Les suites de la tentative d’expulsion violente de samedi sur le Paris-Bamako

Communiqué du RESF

Le Malien dont l’expulsion a été empêchée le 26 mai par l’intervention de passagers indignés des violences qu’il subissait sur le vol Air France Paris-Bamako est libre.

En effet, bien que la police l’ait particulièrement chargé en portant plainte pour trois motifs (« opposition à une mesure d’éloignement », « refus d’embarquement » et « coups et blessures contre un policier »), le Juge des libertés et de la détention du TGI de Bobigny a décidé de ne pas le traduire en comparution immédiate, de le libérer et de le convoquer en justice le 28 juin. Une décision qui est un démenti cinglant aux rumeurs colportées aussi bien par les policiers dans l’avion que par un collaborateur du ministre tendant à le faire passer pour un dangereux délinquant.

Les conditions de brutalité particulièrement choquantes dans lesquelles s’est déroulée cette tentative d’expulsion sont aussi un démenti sans appel aux propos du nouveau ministre qui, dans ses déclarations, prétend conjuguer "fermeté et d’humanité" (« l’un ne va pas sans l’autre ») alors que dans les faits, la brutalité et elle seule préside aux expulsions.

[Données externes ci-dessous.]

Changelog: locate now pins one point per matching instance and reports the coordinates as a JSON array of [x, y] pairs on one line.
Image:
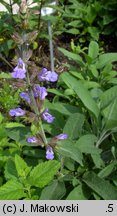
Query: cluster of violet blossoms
[[39, 92]]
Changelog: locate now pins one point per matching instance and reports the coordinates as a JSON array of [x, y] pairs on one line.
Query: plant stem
[[5, 61], [39, 18], [36, 111]]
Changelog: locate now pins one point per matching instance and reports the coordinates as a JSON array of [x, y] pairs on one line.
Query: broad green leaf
[[106, 58], [106, 171], [55, 191], [86, 144], [102, 187], [74, 125], [10, 170], [82, 92], [12, 190], [94, 32], [63, 108], [93, 50], [43, 173], [57, 92], [72, 56], [108, 97], [99, 163], [68, 149], [19, 134], [21, 166], [79, 193]]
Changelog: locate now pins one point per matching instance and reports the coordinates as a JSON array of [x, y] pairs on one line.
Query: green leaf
[[43, 173], [93, 50], [21, 166], [10, 170], [68, 149], [107, 170], [72, 56], [108, 97], [12, 190], [55, 191], [105, 59], [86, 144], [94, 32], [106, 190], [82, 92], [63, 108], [79, 193], [19, 134], [74, 125]]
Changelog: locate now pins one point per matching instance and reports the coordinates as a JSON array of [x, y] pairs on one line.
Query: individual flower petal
[[47, 116], [19, 71], [25, 96], [17, 112], [62, 136], [40, 92], [53, 77], [49, 153], [32, 140], [46, 75]]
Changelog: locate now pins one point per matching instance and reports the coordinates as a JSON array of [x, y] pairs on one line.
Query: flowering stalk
[[36, 110]]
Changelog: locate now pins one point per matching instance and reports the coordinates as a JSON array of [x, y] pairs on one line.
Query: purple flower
[[49, 153], [62, 136], [40, 92], [17, 112], [25, 96], [47, 117], [46, 75], [19, 71], [32, 140]]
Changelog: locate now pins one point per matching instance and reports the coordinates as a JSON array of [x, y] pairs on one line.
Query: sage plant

Cette violence à l’égard des expulsés s’accompagne d’une volonté de plus en plus affirmée de réprimer tous ceux qui seraient tentés de ne pas laisser faire, de ne pas se taire, de ne pas fermer les yeux.

Cette affaire, qui a conduit à l’annulation du vol du 26 mai pour Bamako, place Air France devant ses responsabilités : rien, aucune loi, aucun règlement n’oblige une compagnie aérienne, privée de surcroît, à accepter des voyageurs contraints sur ses vols, menottés, parfois bâillonnés, attachés à leur siège et tabassés quand ils protestent. Les clients de la compagnie ne prennent pas non plus des billets Air France pour être menacés par la police quand ils s’élèvent contre des scènes choquantes, et, pour certains d’entre eux, évacués de force de l’avion, molestés, placés en garde à vue et poursuivis, comme le sont Kadidja et François Auguste, traînés en justice et menacé de 5 ans de prison et 18 000 € d’amende pour n’avoir pas toléré les conditions inhumaines imposées aux reconduits. Les passagers d’Air France achètent des billets pour se déplacer dans des conditions normales de sécurité et de confort. Ils veulent voyager dans un avion, pas dans ce fourgon cellulaire volant qu’est devenu, comme bien d’autres vols réguliers, le Paris Bamako qui, dimanche, a transporté silencieusement un nouvel expulsé.